As a fresh graduate with a Bachelor of Arts degree in Social Sciences and a Minor in Philosophy from Ateneo de Manila University, I have no complaints about this stint as an ethnographer for SOLACE being my first paid job. The way I see it, engaging in ethnographic fieldwork provides me with unique opportunities to not only learn about but learn from and perhaps even befriend the people or communities which I am studying; people who I most likely would have never have met, let alone conversed or spent time with under normal circumstances.
Furthermore, I view ethnographic research precisely as a means by which those being studied (especially if they are what we might call “marginalized”) can make their own voices heard and their own views known, even if only to a limited audience of academics and advocates.
For the most part I have been a conflict theorist in my undergraduate sociological research: focusing on issues such as landlessness (and its cause, “landful-ness”), economic exploitation, and social marginalization, as well as making predominantly Marxist analyses of the state, the private corporations, and the landed-elite which exist and are operating in the Philippines.
This research orientation towards social inequality and social conflict has, in turn, informed and strongly influenced my anthropological studies. Indeed, a large portion of my anthropological research has been on people who themselves hold radical beliefs and are actively trying to make changes, such as the individuals and collectives who associate themselves with the local Anarchist scene (or movement or community, depending on who you ask). Meanwhile, when I was given the chance to conduct ethnographic fieldwork among a community of Aetas, I took the opportunity to articulate the
problems raised by the Aetas regarding the exploitative and one-sided trading arrangements they have with middlemen, as well as the encroachment of land grabbing hacienderos and real estate developers.

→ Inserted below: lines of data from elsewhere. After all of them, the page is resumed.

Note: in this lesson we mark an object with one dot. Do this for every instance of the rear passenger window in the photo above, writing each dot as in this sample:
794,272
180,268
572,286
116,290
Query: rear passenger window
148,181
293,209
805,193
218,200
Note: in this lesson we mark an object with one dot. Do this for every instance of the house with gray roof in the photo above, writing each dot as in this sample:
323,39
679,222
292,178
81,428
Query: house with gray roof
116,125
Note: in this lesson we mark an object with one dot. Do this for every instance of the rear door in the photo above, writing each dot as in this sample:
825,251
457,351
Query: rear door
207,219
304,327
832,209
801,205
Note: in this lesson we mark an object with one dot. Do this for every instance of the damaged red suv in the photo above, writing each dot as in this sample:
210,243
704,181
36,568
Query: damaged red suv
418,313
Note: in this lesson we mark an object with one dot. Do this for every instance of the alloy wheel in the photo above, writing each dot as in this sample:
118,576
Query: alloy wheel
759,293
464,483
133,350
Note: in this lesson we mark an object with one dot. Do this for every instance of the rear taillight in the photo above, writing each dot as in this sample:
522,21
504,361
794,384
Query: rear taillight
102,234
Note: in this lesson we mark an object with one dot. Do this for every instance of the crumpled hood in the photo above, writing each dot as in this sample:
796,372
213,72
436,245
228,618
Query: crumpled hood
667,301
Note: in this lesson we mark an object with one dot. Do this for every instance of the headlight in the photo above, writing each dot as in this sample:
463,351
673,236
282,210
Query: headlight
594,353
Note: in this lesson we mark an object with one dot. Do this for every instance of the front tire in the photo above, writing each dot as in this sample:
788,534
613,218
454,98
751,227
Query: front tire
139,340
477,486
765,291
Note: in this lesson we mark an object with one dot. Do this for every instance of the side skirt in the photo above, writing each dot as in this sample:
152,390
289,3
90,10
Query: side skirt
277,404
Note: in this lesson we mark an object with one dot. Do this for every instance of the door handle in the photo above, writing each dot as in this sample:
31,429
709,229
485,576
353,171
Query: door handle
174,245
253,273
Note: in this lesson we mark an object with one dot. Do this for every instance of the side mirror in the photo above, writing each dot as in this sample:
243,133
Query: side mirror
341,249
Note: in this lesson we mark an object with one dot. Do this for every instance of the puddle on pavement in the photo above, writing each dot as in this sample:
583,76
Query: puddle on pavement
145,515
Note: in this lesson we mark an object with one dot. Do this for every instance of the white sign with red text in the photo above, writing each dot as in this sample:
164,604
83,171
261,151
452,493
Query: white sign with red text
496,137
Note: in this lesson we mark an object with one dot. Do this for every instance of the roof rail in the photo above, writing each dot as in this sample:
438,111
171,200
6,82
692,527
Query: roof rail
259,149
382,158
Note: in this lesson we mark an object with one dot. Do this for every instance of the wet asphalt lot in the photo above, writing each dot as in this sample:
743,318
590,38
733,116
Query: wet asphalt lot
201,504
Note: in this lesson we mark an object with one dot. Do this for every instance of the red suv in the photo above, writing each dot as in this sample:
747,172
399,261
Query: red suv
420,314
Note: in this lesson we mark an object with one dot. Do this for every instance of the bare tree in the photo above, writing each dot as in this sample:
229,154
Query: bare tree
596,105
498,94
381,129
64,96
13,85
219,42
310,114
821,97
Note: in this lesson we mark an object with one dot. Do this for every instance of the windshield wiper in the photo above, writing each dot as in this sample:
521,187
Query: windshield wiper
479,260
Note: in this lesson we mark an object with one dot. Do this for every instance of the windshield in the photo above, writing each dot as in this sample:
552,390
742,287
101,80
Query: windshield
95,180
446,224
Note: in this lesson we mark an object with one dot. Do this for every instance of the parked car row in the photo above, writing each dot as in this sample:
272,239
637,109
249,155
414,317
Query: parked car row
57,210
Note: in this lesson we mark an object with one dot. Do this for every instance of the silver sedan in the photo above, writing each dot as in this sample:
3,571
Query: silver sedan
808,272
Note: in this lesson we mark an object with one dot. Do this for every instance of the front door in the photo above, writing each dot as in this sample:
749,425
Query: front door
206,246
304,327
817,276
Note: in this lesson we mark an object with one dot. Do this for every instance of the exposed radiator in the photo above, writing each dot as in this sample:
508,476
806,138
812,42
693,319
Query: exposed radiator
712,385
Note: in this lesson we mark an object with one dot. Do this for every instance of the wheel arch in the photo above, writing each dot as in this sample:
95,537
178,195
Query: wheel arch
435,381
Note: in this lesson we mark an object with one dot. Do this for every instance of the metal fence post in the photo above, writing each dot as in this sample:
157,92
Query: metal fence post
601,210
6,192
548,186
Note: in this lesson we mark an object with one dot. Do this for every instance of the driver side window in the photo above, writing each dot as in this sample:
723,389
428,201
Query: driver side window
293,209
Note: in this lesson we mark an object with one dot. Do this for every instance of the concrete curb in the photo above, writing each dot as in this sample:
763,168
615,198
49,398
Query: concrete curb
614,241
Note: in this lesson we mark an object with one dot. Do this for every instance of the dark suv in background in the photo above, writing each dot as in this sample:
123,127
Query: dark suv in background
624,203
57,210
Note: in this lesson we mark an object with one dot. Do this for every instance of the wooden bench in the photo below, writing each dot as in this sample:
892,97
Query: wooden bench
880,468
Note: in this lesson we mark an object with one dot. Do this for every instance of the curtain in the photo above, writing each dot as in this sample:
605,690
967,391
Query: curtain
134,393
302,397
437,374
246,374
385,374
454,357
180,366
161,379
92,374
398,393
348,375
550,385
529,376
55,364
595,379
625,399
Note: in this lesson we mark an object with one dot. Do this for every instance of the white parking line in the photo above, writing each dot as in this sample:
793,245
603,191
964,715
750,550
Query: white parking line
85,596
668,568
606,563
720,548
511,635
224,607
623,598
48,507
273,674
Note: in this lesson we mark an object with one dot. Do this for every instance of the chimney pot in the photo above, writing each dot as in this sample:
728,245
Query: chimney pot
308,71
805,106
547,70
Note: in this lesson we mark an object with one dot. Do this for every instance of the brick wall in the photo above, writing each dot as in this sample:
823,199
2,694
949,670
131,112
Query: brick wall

At the same time, I tried to highlight the admirable and perhaps even superior socio-cultural practices that the Aeta society has, which in stark contrast with the “poverty amidst plenty” that is a hallmark of our own “modernized” societies, enables the egalitarian and horizontal distribution and ownership of resources in their community. A community whose way of life, however, is, unfortunately, being threatened by the very social structures and cultural practices of the capitalist-consumerist society which we ourselves are members of.
Before I end up divulging any more indicators of my political activities and ideological convictions; Insofar as plausible artistic sensibility goes, although I am not currently practicing any musical instruments, I learned to play the violin when I was 4 and continued to do so until 18, before trying my hand at the double-bass for a year.
Meanwhile, I have been painting for about 3 years now, and my other hobbies include biking and reading. With my membership in the SOLACE team, I hope not only to bring in and apply my current research skills and interests but also to expand these skills and
perhaps broaden my own perspectives.